Mobile Mixer

Mentasta Pass Bridges

Overview

2006-ACT drove a mobile mixer and cement silo 280 miles to Mentasta Pass which is on the Tok Cutoff of the Glenn Hwy 40 miles west of Tok. Aggregates were trucked in 60 miles from Glenallen to produce 600+ yards of State Class A and AA concrete on 2 new bridges.

Chandalar State Maintenance Shop

Overview

2005 - ACT drove a mobile mixer with cement silo 700 miles from Anchorage to Chandalar Maintenance yard, located 340 miles north of Fairbanks at the base of Atigun Pass on the Dalton Hwy. Aggregates and bulk cement were trucked in from Fairbanks to make 300+ yards for a new maintenance shop.

Circle City School Construction

Overview

2004 - ACT drove the mobile mixer with cement silo 520 miles from Anchorage to Circle City, located at the end of the Steese Hwy on the Yukon River to make 300+ yards of concrete for a school. Aggregates and bulk cement were trucked 162 miles from Fairbanks.

Backfill

Overview

Our Mobil Mixer can discharge sand and 3/4 or 3/8 rock separately or together for backfill in basements, ditches, or walls. Controlled density fills or concrete can be produced immediately afterward with a push of a lever.

Mobile Mixer

Overview

Our 8 cubic yard Volumetric Mixer allows for cost-effective on-site production of concrete for any size project. All of the components-stone, sand, cement, water, and admixes are stored in separate compartments on one truck-mounted unit. The materials are metered and mixed continuously into fresh concrete in a special high-shear auger as the Mobile Mixer is being discharged at up to 60 yards per hour. Because it is mixed as you need it, the concrete does not get old and there is no waste.

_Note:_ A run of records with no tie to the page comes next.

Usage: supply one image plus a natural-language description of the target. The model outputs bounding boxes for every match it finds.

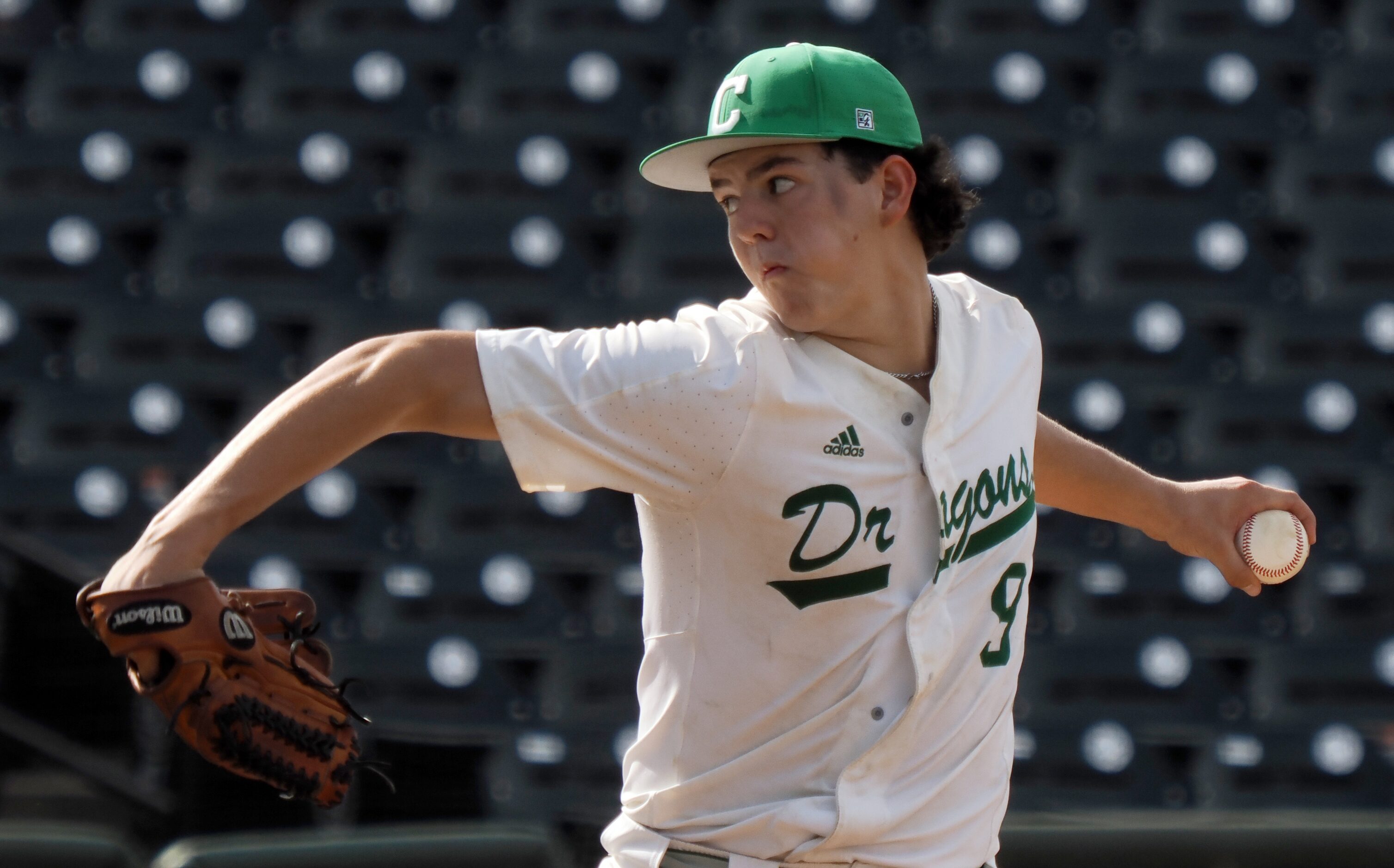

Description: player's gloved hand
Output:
[77,574,390,808]
[1149,477,1316,596]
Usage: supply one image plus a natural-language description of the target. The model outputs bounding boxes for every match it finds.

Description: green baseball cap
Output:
[638,42,923,192]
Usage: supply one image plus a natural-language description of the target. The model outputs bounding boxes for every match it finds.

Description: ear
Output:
[877,153,917,226]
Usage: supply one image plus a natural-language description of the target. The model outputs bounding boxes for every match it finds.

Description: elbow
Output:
[362,330,498,439]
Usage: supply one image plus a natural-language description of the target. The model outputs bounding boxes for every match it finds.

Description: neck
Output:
[814,249,935,383]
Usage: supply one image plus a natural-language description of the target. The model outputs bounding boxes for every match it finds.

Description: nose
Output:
[729,202,775,247]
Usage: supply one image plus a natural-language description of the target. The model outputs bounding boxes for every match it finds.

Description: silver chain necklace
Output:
[887,286,940,380]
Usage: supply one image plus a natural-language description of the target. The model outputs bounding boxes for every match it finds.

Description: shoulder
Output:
[930,272,1040,340]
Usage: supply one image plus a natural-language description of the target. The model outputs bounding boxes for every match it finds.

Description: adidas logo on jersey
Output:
[822,425,867,458]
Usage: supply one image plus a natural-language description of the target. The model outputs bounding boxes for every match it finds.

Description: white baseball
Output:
[1234,510,1308,585]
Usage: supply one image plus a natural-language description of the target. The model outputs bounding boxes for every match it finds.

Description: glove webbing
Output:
[213,695,351,798]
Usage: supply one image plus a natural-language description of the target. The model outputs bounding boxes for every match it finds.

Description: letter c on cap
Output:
[707,75,750,135]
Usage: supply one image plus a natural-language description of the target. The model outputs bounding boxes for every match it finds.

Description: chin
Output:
[764,290,824,331]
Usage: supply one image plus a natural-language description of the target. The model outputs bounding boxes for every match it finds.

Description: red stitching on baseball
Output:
[1239,513,1306,578]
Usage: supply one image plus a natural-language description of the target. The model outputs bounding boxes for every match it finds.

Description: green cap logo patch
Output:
[638,42,923,192]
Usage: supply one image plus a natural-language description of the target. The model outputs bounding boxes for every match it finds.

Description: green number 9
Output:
[977,562,1026,666]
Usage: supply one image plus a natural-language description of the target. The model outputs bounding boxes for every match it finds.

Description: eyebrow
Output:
[711,155,803,189]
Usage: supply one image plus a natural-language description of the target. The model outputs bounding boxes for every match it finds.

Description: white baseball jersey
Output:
[478,275,1041,868]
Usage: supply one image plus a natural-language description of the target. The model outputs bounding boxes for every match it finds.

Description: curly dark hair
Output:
[822,135,978,261]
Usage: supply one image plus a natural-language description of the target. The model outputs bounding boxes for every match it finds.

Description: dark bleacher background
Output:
[0,0,1394,864]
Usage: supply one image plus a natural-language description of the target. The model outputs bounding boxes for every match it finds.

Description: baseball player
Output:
[102,43,1316,868]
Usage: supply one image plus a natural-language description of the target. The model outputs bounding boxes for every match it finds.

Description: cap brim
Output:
[638,132,837,192]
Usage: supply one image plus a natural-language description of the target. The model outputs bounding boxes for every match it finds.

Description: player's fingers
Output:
[1278,492,1316,546]
[1210,548,1263,596]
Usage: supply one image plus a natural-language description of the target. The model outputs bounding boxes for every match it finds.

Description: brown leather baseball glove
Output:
[77,575,390,808]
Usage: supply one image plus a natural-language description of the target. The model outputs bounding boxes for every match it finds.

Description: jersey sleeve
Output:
[475,308,756,508]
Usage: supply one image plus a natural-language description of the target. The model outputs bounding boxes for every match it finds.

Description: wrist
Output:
[1136,477,1184,544]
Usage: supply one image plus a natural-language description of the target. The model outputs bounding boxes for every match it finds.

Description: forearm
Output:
[133,336,457,573]
[1036,412,1177,539]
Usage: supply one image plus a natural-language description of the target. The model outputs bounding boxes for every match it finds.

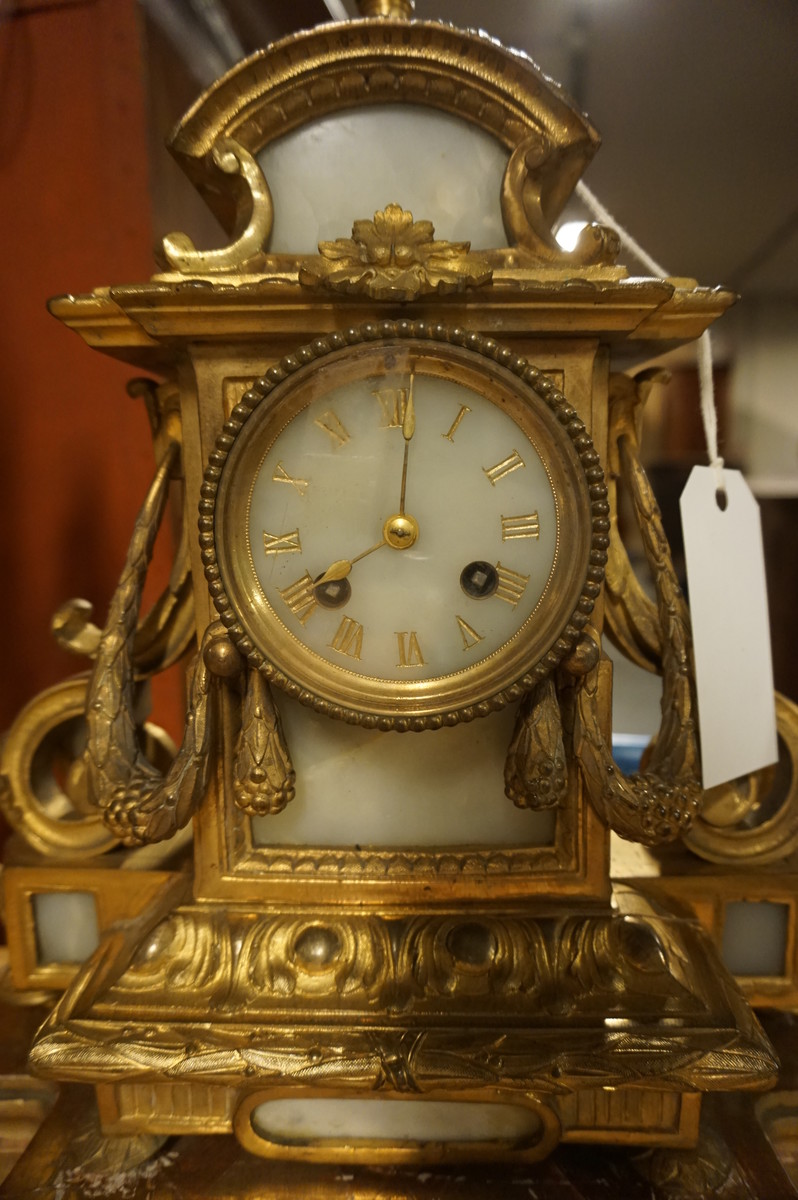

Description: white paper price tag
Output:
[682,467,778,787]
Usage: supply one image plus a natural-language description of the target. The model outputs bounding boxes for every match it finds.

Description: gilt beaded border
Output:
[199,320,610,732]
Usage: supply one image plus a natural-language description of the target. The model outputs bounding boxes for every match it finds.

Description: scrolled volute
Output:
[85,443,214,845]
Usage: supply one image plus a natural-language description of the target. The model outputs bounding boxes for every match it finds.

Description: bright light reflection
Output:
[554,221,587,251]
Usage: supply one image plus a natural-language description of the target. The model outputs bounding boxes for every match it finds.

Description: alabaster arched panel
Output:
[169,20,599,259]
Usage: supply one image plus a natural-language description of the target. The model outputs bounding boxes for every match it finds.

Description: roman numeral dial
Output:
[208,324,599,733]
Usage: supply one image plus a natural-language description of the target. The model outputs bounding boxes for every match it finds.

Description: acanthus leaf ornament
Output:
[574,369,702,845]
[233,667,296,816]
[299,204,492,300]
[504,676,568,810]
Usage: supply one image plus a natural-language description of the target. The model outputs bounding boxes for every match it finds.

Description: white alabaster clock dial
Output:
[204,323,601,728]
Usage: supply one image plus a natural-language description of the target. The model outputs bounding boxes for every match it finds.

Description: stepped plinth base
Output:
[32,888,776,1162]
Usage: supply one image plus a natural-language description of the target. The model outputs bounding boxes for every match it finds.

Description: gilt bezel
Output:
[199,320,610,732]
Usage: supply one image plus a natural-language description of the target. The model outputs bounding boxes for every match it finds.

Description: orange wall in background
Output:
[0,0,180,732]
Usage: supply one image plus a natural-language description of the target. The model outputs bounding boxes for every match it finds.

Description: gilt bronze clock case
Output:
[5,4,774,1163]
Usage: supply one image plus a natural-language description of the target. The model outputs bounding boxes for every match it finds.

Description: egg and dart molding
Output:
[0,0,798,1169]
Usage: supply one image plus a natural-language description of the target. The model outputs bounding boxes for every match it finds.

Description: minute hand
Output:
[400,372,415,517]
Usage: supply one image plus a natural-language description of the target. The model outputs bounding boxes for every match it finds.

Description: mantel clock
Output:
[4,5,794,1180]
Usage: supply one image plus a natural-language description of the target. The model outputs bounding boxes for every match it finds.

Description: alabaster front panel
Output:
[252,696,557,848]
[258,104,510,254]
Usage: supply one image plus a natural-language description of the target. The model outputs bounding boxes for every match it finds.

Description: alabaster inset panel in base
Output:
[252,696,557,850]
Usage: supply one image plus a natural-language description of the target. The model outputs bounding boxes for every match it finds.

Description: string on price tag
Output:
[576,181,778,787]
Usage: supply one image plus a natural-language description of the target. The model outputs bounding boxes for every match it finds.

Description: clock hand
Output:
[313,536,388,588]
[400,371,415,517]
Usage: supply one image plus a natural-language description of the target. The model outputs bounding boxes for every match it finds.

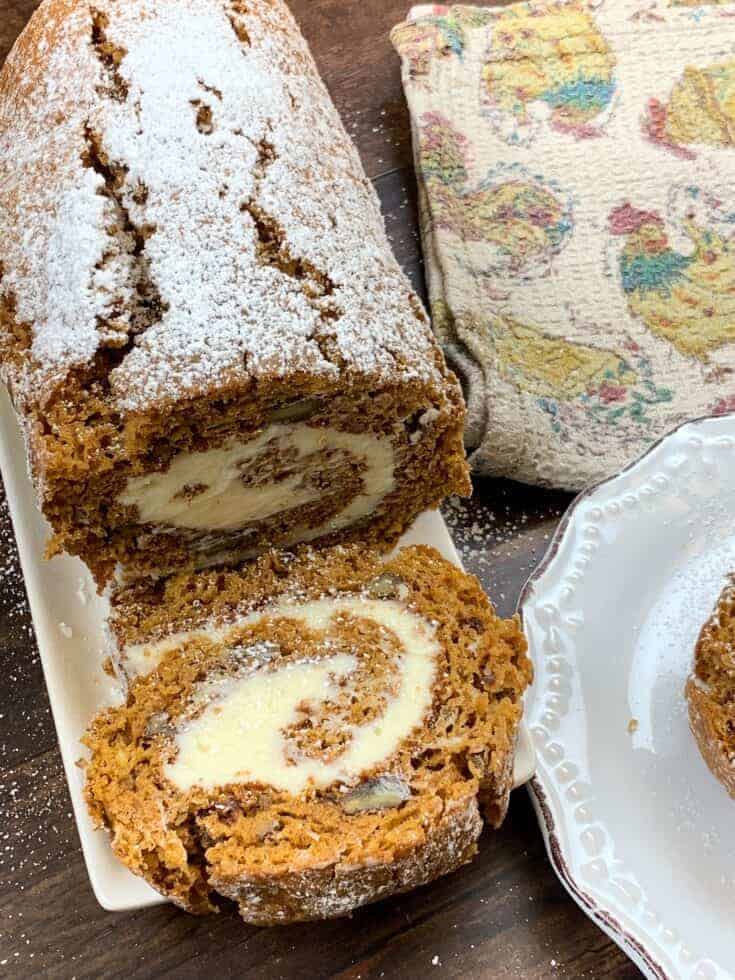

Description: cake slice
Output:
[86,547,532,925]
[0,0,469,583]
[686,582,735,798]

Seward Lowell Creek Tunnel Reconstruction

Overview

In 2003 Alaska Concrete Technologies provided 350 yards of 12,000psi+ silica-fume concrete during extreme winter conditions for the Lowell Creek Tunnel Relining in Seward. Even though Seward has ready-mix plants, they did not have suitable aggregates, or experience to procuce 10,000 psi concrete.

Pre-weighed super bags were filled with specially screened aggregates by ACT in Anchorage, and then trucked 150 miles to Seward, along with bags of cement, and admixes.  The bags had to be covered and heated and then batched with heated water to produce the high-strength concrete in sub-freezing temperatures.

A portion of the approach flume to the tunnel had water running through porous rocks underneath, creating hydrostatic pressure forcing water up the wall and out cracks. A special expanding grout was used to fill the void and seal off the water.